• IRS Rules That a Method of Reflecting a Federal Income Tax Settlement in Ratemaking Violated the Consistency Rule of Normalization
  • July 27, 2018 | Authors: Ram C. Sunkara; Ellen McElroy; Karl H. Zeswitz; Mary E. Monahan
  • Law Firms: Eversheds Sutherland (US) LLP - Atlanta Office ; Eversheds Sutherland (US) LLP - Washington Office
  • In PLR 201828010, the Internal Revenue Service (IRS) considered the proper ratemaking treatment for reflecting the results of a federal income tax settlement. The taxpayer was a member of an affiliated group filing consolidated returns reflecting accumulated net operating losses (NOLs). Accordingly, it had recorded the yet-unused NOLs in a deferred tax asset (DTA) account and took that DTA into account in computing the accumulated deferred federal income taxes (ADFIT) used to reduce rate base.1 For ratemaking purposes the public utility commissions employed a historic test year and, in computing ADFIT used to reduce rate base, used a 13-month average commonly adopted in ratemaking.
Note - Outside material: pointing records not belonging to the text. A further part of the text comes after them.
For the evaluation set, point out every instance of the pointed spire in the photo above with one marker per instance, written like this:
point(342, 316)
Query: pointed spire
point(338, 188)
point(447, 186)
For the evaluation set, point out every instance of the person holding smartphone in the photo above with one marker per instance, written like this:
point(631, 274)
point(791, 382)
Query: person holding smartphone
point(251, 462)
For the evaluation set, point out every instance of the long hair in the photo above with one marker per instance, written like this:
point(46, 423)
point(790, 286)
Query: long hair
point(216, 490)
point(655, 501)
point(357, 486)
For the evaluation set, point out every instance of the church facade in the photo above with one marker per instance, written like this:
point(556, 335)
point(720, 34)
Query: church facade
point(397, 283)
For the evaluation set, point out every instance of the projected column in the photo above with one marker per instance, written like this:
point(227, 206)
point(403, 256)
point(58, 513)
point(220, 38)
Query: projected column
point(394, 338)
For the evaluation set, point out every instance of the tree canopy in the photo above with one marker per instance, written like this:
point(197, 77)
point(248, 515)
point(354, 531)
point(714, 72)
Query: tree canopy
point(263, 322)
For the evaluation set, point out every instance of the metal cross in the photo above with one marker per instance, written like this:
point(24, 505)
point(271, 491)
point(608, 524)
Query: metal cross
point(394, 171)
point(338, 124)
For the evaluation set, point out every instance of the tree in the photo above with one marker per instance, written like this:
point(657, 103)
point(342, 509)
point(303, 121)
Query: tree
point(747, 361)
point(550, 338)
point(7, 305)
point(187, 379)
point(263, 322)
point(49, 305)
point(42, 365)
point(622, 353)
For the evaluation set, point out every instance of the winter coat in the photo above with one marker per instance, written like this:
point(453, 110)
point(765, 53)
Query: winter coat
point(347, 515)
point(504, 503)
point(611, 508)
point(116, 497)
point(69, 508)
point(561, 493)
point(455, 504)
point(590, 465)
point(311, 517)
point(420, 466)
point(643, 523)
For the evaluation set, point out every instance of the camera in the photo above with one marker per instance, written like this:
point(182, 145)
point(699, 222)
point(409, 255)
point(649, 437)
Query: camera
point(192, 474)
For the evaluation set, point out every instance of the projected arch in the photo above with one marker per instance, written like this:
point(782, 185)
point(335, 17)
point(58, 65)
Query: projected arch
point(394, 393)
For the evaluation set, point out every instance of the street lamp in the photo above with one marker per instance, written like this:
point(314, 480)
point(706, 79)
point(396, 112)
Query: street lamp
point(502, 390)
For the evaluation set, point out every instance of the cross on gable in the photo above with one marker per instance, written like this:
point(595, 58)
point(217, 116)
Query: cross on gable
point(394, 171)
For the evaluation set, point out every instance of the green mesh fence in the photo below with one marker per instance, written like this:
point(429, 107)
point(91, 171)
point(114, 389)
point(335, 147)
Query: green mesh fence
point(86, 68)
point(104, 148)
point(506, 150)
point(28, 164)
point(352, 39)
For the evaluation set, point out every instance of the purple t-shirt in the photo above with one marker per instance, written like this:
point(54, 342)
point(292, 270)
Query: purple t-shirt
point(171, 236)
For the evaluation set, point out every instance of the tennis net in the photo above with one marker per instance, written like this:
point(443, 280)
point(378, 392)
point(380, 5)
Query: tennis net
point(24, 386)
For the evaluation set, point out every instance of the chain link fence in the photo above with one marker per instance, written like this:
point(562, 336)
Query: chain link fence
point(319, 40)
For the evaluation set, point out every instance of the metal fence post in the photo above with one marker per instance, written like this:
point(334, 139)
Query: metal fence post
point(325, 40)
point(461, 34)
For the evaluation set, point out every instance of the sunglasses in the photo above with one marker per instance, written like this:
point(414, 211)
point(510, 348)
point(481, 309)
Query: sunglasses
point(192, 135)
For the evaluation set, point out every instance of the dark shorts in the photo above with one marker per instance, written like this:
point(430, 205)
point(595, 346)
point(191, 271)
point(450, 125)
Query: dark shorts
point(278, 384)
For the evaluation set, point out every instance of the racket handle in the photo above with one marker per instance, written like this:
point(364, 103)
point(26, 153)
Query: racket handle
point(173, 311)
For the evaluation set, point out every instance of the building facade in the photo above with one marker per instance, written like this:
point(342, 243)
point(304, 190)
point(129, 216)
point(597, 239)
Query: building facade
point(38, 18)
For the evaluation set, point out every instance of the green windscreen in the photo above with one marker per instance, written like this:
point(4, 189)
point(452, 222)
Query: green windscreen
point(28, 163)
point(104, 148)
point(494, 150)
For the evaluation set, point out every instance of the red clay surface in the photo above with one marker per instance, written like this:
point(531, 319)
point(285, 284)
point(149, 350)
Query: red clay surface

Because the IRS settlement adjusting taxable income was recorded on the last month of the test period, only 1/13th of the effect of the settlement was reflected as an adjustment to the ADFIT balance.

    Intervenors proposed that the ADFIT balance reflect the entire amount of the IRS settlement as of the end of the test year, not merely 1/13th of such amount. The IRS properly observed that the normalization rules require consistent conventions in calculating depreciation expense, tax expense, rate base and the ADFIT used to reduce rate base. Accordingly, it concluded that the use of the 13-month average convention to compute depreciation, tax expense and rate base, but an end-of-test year convention to compute the ADFIT in reflecting the IRS settlement, would violate the consistency requirement of the normalization provisions of the Internal Revenue Code.